野生の子 / by co cayu

病院にお見舞いに来てくれた友人と、うちの家族が鉢合わせることがある。そうなると話の流れから、わたしの幼少期のエピソードが語られることになるのだけど、大体みんなに爆笑されてしまう。まぁ少しだけ、独特な子どもだったのだと思う。
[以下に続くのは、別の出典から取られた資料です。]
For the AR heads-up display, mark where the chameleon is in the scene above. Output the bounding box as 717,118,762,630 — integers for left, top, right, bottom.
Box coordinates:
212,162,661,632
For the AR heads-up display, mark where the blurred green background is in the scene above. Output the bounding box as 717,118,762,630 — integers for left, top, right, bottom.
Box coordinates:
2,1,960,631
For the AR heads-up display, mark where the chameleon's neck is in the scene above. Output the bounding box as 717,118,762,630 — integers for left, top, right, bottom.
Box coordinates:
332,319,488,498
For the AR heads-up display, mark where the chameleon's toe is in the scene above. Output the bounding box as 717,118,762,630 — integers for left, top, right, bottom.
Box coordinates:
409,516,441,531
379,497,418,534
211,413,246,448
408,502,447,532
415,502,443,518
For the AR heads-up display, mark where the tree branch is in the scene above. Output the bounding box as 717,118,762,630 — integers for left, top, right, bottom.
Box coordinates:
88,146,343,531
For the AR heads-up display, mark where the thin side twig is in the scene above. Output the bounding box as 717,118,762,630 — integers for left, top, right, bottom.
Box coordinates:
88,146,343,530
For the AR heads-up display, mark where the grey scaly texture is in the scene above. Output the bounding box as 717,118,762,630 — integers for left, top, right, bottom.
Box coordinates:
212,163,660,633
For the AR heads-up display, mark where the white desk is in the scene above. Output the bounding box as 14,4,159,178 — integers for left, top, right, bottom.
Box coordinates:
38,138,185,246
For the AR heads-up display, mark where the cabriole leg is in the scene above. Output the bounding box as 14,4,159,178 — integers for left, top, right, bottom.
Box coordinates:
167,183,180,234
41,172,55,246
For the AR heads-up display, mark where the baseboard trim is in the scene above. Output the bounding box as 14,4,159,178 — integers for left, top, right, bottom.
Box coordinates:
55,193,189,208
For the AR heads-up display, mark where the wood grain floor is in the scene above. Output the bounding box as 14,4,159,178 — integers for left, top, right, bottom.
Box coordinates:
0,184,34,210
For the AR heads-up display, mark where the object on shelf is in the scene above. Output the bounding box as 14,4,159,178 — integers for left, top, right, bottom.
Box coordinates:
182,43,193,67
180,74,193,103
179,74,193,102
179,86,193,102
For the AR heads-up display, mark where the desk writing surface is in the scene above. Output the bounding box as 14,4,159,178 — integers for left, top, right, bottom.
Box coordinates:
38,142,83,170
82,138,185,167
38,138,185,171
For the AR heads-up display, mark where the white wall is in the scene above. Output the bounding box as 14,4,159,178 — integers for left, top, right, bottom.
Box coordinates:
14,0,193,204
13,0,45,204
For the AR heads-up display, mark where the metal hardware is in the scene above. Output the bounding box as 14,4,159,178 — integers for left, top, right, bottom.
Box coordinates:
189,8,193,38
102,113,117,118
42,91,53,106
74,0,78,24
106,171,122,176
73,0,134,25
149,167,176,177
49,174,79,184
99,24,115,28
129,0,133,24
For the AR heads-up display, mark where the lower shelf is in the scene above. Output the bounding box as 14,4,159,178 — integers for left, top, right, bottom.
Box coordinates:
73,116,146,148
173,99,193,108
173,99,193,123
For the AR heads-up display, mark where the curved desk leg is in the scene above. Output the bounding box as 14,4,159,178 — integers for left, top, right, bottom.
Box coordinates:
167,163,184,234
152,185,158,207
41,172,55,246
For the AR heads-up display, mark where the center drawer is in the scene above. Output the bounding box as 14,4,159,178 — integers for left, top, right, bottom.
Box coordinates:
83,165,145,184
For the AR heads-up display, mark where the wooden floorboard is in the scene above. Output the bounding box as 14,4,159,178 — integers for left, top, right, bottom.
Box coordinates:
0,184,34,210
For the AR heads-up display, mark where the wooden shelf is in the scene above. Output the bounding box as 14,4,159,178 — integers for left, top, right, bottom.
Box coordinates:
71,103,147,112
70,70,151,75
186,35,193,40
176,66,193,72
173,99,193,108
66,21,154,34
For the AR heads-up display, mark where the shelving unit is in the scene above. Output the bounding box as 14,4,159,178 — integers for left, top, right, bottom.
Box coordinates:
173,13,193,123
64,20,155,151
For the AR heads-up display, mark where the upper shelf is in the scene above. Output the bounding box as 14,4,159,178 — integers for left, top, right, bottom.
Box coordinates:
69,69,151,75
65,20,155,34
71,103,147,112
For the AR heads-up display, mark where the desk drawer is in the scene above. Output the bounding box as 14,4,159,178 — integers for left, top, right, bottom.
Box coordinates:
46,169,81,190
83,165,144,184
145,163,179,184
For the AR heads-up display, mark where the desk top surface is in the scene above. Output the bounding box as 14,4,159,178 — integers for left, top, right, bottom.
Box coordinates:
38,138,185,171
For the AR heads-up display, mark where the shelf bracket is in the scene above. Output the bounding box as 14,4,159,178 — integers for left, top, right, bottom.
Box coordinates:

4人兄弟の末っ子として田舎で育った。4人目ともなると両親からはほぼノーマークなため、ほとんど叱られた記憶がない。2歳頃の写真は極めて全裸が多く、一切の服を拒絶していたようである。それに加え、犬小屋に籠城したり、自力で車のドアを開け額から落下し負傷したり、水たまりを見つけては泥水で髪を洗うなど、完全なる野生であった。

兄弟はそんなわたしを特別扱いすることもなく、かといって不可触民のように扱うこともなく、特に何も思っていないようだった。4人もいれば遊びに困ることもない。ただ、ゴレンジャーごっこになるとどうしても1人足りないので、数合わせにコロ(犬)をメンバーに迎えたりしていた。無理矢理砂場に引っ張られる悲しき老犬の姿が、写真に残っている。

もう水たまりで髪を洗うこともないだろう、それが大人になるということなのだ。